Ironically, Bing’s large ChatGPT-powered AI glow-up signaled the end of the line for Cortana, but she was just as good at written questions as she was at spoken ones, and she could even start a Bing search for web-based searches. In 2023, Microsoft discontinued Cortana as a stand-alone software, about the same time it unveiled Bing AI, which was based on ChatGPT and later evolved into Copilot.
What Windows 11 got wrong

With its controversial, centered task bar, finally redesigned core app icons, and a deeply integrated Copilot that is riding the AI interest wave to a prominence Cortana could only imagine, Windows 11, which came out about six years after Windows 10, is undoubtedly a better version of Windows.
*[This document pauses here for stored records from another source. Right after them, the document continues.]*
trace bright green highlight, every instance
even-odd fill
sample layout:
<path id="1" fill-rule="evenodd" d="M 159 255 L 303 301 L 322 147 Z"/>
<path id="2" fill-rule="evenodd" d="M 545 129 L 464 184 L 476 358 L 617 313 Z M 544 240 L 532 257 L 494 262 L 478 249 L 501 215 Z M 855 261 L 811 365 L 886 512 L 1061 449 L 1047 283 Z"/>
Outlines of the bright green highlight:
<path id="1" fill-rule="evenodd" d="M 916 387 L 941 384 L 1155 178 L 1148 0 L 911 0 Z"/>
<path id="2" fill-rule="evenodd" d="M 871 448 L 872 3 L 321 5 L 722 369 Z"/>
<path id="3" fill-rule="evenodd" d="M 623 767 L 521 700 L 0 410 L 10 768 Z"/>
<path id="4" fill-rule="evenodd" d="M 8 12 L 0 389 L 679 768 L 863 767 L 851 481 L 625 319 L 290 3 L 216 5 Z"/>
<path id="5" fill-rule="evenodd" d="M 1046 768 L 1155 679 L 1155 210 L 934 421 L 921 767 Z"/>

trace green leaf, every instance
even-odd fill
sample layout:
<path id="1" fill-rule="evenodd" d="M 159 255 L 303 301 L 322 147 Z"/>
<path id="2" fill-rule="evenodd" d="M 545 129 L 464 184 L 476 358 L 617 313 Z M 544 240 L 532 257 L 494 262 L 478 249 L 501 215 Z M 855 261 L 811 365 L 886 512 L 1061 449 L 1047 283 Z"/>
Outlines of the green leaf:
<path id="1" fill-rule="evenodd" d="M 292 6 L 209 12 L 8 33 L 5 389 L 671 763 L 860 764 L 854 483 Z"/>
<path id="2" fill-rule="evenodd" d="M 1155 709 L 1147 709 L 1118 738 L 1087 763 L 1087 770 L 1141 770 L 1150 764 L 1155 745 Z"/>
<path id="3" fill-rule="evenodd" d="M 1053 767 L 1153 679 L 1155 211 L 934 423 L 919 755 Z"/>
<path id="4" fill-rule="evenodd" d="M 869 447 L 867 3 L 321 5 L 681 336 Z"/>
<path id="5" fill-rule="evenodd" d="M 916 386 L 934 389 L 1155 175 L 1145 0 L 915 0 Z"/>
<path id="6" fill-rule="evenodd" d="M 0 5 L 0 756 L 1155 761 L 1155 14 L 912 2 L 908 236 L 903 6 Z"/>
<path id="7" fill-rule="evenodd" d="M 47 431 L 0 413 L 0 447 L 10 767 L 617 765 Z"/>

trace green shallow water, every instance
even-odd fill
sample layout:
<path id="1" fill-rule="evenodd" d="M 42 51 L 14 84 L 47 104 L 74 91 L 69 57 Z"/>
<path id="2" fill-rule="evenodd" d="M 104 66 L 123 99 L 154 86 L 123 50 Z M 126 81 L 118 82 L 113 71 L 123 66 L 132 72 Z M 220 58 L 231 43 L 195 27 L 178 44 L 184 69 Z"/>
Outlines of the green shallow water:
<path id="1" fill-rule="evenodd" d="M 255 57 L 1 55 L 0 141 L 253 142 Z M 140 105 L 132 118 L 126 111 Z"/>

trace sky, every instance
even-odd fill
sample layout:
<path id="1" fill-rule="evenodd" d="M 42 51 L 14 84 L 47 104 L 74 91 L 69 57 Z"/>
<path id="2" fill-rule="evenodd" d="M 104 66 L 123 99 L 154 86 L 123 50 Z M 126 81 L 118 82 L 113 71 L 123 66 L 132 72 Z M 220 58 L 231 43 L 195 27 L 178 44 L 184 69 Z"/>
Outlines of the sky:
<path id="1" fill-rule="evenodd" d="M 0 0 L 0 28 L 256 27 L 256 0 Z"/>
However, the old Windows big-tent strategy—support everyone, make everyone happy—was the antithesis of Microsoft’s insistence on mandating TPM 2.0 compliance when it knew that a large portion of customers possessed PCs without that. Just to be fair. Everyone benefits from increased security, but if Microsoft knew it was going to do that, it ought to have notified its customers five years in advance and partnered with Windows system partners to sell them all PCs that were TPM 2.0 ready.
I rejoice, yet I will eventually miss Windows 10. It serves as a link between the classic Windows that many of us grew up with and everything that the 21st century would bring. It demonstrated Microsoft’s willingness to experiment with bold concepts while remaining open to embracing all Windows PC owners. It never seemed that way with Windows 11, and now that everyone is moving on to Windows 11 and soon to Windows 12, it’s worth taking a final look at what may have been the greatest Windows ever or will be.